Entrambi sono convinti di avere buone possibilità di rielezione anche grazie al vento elettorale in favore del centrodestra, dunque Tajani vuol far valere per loro la regola della ricandidatura dell’uscente, che però FdI ha messo in discussione in Sardegna ai danni della Lega. Il timore, ora, è che anche i governatori forzisti possano rischiare il posto a causa della necessità di riequilibrare i rapporti di forza dentro la coalizione.
Il segretario sta lavorando per incassare il via libera di Meloni e tenere il suo partito fuori dallo scontro tra Lega e FdI, ma l’operazione non sarà facile e passa per il Veneto. Il partito della premier, infatti, punta a ottenere almeno una grande regione del nord, e la prima indiziata è quella oggi guidata da Luca Zaia. Se l’operazione non riuscisse, però, gli occhi di FdI finirebbero sul Piemonte.
Eppure, anche il Veneto si sta rivelando terra di grandi soddisfazioni per FI. L’ultimo colpo di genio di Berlusconi è stato quello di portare in Forza Italia l’ex leghista veronese Flavio Tosi, che del partito in regione è anche coordinatore e ha inaugurato una campagna acquisti molto aggressiva.
Tosi – storico competitor di Zaia e per questo espulso dalla Lega – ha infatti avvicinato molti componenti leghisti della giunta, per favorirne il transito sotto il vessillo forzista con l’incentivo della candidatura alle prossime europee, e lui stesso punta a guidare la lista di FI nel collegio del Nord-Est. Questo sta restituendo a FI sul territorio un ruolo – se non da protagonista – almeno da abile comprimario, dopo che per anni ha amministrato la regione prima dell’exploit della Lega.
Il congresso
La grande incognita ancora aperta, invece, riguarda Letizia Moratti. «Deve decidere cosa fare, è rientrata con un ruolo sostanzialmente onorifico che dovrebbe permetterle di aprirsi uno spazio con l’appoggio di Tajani», dice una fonte di primo piano del partito. Il suo ritorno dopo un breve passaggio con il terzo polo, infatti, apre alla possibilità che sia lei a “rilevare” anche economicamente FI dalla famiglia Berlusconi.
La vedova Moratti, infatti, sarebbe l’unica con il capitale economico sufficiente per una mossa del genere.
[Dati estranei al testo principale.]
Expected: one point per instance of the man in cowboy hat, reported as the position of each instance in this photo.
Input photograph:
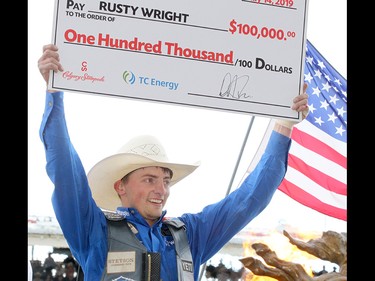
(115, 224)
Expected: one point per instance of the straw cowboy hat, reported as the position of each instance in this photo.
(139, 152)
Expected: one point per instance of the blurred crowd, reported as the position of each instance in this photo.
(50, 270)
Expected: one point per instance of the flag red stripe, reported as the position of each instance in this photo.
(318, 147)
(310, 201)
(317, 176)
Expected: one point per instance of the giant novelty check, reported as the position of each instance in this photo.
(244, 56)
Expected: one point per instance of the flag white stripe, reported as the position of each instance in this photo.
(306, 184)
(308, 128)
(319, 162)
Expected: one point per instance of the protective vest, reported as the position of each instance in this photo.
(129, 260)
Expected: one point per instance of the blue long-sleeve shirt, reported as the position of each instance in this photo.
(84, 225)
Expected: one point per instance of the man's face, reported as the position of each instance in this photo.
(147, 190)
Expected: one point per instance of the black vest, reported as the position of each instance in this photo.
(129, 260)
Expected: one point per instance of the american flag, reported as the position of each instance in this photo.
(317, 163)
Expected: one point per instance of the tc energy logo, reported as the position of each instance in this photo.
(145, 81)
(128, 77)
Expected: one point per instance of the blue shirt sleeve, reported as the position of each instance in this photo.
(213, 227)
(82, 222)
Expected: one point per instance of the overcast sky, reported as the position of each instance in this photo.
(99, 126)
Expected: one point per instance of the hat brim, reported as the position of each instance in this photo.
(105, 173)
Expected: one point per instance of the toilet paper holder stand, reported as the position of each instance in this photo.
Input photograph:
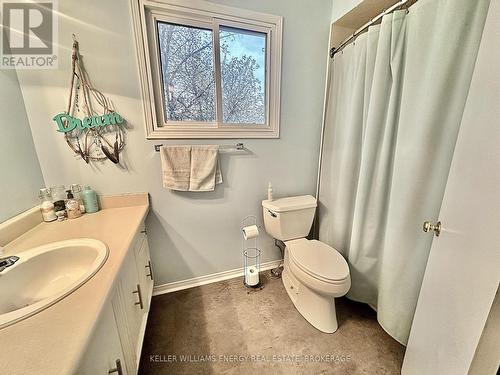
(251, 253)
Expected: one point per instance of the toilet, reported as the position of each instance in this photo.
(313, 272)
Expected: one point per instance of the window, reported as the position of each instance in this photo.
(208, 72)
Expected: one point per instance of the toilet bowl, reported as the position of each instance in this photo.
(313, 275)
(313, 272)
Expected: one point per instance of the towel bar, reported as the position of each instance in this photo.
(224, 148)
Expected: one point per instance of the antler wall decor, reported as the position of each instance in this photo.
(100, 135)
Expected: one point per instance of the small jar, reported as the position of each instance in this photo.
(59, 198)
(46, 205)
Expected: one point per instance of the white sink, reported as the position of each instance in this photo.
(44, 275)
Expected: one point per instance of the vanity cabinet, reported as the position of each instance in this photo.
(124, 317)
(104, 353)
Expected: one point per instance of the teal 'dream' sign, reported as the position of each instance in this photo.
(66, 123)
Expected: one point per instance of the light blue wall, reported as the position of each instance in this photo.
(21, 176)
(191, 234)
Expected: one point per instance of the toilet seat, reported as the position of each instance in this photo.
(318, 260)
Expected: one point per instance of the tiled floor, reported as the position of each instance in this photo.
(223, 328)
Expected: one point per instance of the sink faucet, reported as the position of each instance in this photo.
(7, 261)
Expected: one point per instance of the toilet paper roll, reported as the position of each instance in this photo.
(252, 276)
(251, 231)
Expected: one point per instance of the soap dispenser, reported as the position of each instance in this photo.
(72, 206)
(270, 197)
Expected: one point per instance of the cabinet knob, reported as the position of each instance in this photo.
(139, 294)
(150, 274)
(118, 369)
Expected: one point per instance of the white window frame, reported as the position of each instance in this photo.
(198, 13)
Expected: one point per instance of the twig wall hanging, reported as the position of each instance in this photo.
(91, 126)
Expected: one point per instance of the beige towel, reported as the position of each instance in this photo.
(191, 168)
(176, 167)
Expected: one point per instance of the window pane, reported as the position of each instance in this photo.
(243, 75)
(186, 55)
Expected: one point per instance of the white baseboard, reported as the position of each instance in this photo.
(208, 279)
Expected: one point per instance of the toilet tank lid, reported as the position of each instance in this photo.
(290, 203)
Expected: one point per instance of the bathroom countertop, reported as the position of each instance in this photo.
(53, 341)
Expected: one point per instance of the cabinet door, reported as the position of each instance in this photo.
(104, 352)
(128, 306)
(145, 271)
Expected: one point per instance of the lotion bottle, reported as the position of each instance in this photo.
(90, 200)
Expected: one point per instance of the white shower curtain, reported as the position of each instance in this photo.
(395, 104)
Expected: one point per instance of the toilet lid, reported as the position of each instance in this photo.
(318, 259)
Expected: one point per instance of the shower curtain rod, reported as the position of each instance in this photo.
(403, 4)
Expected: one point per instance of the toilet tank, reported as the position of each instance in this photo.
(289, 218)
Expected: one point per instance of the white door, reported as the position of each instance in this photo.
(463, 270)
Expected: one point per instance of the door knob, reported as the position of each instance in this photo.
(427, 227)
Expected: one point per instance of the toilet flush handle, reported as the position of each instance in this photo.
(427, 227)
(273, 214)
Per ora, tuttavia, tutto tace. Lei ha subito detto che non correrà alle elezioni europee, ma il suo nome sarebbe un bel traino nel collegio Nord-Ovest anche nell’ottica dell’8 per cento, e anche di questo si discute dentro al partito. Non solo, però.
Se nessuno in questa fase può mettere in discussione Tajani, tuttavia continuano a esistere varie anime che lottano tra loro per ricavarsi un posto in segreteria. Un nome che in questi mesi è rimasto nell’ombra ma viene sempre ripetuto è quello di Marta Fascina: l’ultima compagna del Cav, nonostante le sollecitazioni anche dirette di Paolo Berlusconi perché esca dall’esilio vedovile, continua ad apparire alla Camera con il contagocce.
Tuttavia, nel dietro le quinte del partito continua a favorire il gruppo di giovani deputati che le hanno creato una sorta di rete di protezione intorno, dal sottosegretario Tullio Ferrante al responsabile giovani Stefano Benigni, che è in lizza per uno dei 4 posti di vice di Tajani in rappresentanza della Lombardia, anche a costo di scalzare dalla segreteria del partito un esponente siciliano, con gran scorno del governatore Renato Schifani.
Anche questo è il segno che Fascina non intende sfilarsi dal partito, dentro cui continua a mantenere un presidio in vista del futuro. Nessuno dentro FI, almeno a parole, vuole guardare oltre la doppia tappa congresso-europee, ma quel che traspare è che le nubi dopo la morte del Cav sembrano rischiararsi.